Warren from The 6:52 Project emphasizes the importance of understanding pharmaceutical development processes: "What process does new product development go through from concept to market sales. Therein, I would like to learn how much community input is involved during the process."
The value extends beyond education to building trust and credibility. Warren notes that "having access to c-suite executives would benefit my organization because it would allow us to share stories of success and barriers serving marginalized communities in rural areas. Doing so would shape better relationship building with community such that trust of pharma and their intentions could be increased."
Beyond plant tours, pharmaceutical companies can leverage advocacy organizations as strategic resources. "Using us as a resource for trial participants, connection with their sales reps to help us open doors into provider space, co-branded marketing materials," Kristy suggests. Warren emphasizes the credibility factor: "Credibility partnering with a major corporation increases validity of programming offerings for smaller organizations like mine."
The most transformative opportunity lies in giving advocacy organizations real influence over corporate strategy from the beginning. Warren advocates for "including my expertise in developing products for community from conception" rather than "waiting until later in the process." This represents a fundamental shift from charitable giving to authentic partnership.

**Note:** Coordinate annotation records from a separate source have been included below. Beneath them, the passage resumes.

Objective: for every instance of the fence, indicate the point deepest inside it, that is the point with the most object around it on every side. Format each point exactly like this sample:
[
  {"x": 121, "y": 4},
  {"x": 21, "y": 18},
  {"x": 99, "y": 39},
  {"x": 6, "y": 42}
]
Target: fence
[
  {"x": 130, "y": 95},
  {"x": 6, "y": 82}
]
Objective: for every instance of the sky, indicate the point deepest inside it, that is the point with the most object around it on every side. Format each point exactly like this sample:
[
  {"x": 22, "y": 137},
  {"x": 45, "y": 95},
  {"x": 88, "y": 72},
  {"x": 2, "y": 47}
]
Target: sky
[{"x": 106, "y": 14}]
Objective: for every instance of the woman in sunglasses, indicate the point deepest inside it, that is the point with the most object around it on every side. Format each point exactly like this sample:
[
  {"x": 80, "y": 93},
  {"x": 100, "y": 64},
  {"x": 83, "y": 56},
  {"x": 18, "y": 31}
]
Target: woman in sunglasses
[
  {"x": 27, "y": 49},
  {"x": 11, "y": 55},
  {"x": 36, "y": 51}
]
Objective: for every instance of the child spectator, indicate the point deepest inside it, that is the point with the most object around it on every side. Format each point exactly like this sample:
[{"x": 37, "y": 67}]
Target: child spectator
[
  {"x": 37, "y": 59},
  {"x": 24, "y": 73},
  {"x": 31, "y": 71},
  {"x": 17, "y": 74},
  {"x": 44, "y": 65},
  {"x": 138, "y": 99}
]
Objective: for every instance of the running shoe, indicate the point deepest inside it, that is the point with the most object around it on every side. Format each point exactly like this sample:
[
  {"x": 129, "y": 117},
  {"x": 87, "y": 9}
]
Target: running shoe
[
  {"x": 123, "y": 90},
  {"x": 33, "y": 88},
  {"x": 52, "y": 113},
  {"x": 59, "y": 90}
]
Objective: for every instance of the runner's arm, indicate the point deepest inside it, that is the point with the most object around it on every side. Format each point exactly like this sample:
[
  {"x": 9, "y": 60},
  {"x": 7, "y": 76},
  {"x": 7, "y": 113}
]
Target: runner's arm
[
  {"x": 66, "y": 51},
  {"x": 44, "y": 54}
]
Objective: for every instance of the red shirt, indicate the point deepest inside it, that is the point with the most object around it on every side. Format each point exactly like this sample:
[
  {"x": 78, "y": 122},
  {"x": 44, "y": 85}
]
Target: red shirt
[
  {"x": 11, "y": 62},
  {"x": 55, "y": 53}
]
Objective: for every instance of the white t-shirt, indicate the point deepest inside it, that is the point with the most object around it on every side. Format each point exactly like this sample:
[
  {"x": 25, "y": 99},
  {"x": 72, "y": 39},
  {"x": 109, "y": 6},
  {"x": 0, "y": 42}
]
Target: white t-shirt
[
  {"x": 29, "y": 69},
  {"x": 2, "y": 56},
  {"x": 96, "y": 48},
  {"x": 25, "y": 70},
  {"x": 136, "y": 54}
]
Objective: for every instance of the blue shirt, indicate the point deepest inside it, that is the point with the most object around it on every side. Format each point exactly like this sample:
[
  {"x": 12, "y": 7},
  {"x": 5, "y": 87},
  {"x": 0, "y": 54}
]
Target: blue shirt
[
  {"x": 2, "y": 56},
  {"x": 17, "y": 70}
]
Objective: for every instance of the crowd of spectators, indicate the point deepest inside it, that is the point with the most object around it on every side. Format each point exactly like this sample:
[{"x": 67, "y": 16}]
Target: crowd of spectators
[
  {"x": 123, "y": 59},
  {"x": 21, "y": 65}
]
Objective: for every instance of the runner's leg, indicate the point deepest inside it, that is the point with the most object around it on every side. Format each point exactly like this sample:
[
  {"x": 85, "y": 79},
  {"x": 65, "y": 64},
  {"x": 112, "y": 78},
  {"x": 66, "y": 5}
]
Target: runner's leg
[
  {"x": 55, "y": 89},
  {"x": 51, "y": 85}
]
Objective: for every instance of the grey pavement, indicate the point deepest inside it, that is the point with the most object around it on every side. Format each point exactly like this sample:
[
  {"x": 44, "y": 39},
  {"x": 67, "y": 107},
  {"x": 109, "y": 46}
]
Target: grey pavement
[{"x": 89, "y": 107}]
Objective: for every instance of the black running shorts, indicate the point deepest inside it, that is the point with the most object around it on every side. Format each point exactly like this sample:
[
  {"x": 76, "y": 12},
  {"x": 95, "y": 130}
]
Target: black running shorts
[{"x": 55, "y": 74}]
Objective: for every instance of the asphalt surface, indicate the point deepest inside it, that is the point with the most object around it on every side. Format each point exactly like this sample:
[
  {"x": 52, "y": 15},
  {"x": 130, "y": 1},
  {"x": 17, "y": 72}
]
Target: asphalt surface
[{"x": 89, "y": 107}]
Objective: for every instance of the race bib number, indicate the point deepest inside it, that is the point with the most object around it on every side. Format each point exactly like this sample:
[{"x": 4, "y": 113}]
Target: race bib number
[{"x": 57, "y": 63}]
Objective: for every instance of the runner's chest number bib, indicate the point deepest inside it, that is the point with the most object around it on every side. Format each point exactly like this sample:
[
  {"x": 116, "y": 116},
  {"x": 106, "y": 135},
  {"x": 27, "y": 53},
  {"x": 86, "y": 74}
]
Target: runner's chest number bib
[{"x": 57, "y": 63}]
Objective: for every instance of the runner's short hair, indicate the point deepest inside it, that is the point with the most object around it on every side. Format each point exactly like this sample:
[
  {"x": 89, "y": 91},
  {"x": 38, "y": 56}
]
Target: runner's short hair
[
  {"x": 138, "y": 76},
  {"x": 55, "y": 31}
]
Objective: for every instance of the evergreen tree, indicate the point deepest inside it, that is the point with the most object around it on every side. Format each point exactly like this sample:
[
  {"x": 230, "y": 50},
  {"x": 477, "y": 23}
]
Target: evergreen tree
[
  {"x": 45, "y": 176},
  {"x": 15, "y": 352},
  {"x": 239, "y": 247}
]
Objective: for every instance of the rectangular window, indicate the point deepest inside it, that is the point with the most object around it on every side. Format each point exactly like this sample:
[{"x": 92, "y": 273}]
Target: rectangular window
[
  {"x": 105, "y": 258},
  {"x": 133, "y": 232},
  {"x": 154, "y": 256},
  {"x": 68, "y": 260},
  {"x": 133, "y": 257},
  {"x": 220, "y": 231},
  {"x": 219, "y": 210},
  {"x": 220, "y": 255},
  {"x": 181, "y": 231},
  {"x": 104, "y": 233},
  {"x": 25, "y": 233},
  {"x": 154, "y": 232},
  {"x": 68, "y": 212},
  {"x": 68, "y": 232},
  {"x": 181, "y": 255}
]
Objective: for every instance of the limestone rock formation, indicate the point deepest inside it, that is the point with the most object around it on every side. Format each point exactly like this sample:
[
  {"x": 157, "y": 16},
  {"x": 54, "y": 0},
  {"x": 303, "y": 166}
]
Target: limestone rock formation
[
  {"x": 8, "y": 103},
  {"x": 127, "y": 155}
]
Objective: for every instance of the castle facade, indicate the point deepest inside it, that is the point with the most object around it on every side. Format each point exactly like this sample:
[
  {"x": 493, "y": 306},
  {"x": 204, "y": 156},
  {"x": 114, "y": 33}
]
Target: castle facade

Forward-thinking pharmaceutical companies should establish advocacy advisory boards that include smaller, state-level organizations across therapeutic areas, not just established national groups. Launch executive mentorship programs pairing pharmaceutical executives with advocacy leaders. Create structured programs bringing advocacy leaders to research facilities and executive meetings. Provide operational support that moves beyond program-specific grants to unrestricted funding that builds organizational capacity.
The convergence of federal funding cuts and industry innovation creates a critical window for establishing alternative advocacy funding ecosystems. Companies that pioneer experiential investment models across disease states will strengthen their community relationships and position themselves as leaders in sustainable public health advocacy.
Imagine a pharmaceutical industry that recognizes the untapped potential in scrappy, nimble advocacy organizations led by people who understand their communities' needs intimately. These creative advocates—like Kristy in Colorado working directly with lupus patients, or Warren serving marginalized communities in rural areas—bring innovation, agility, and authentic community connections that larger legacy organizations often lack. They deserve more than the leftover funding after national organizations take their share.
The pharmaceutical industry has the opportunity to empower and equip these advocates not just with financial resources, but with knowledge, access, and genuine partnership. When companies invest time in plant tours, executive mentorship, and collaborative strategy sessions with smaller advocacy organizations, they tap into a reservoir of community insight and innovative approaches that could transform how medicine reaches the people who need it most. The scrappy organizations working closest to affected communities often have the boldest ideas and the strongest commitment to change—they simply need industry partners willing to see past the polished grant applications of established organizations to recognize the potential of authentic grassroots advocacy.
This moment demands more than transactional charity. It calls for industry to reimagine community investment as true partnership with the advocates who know their communities best.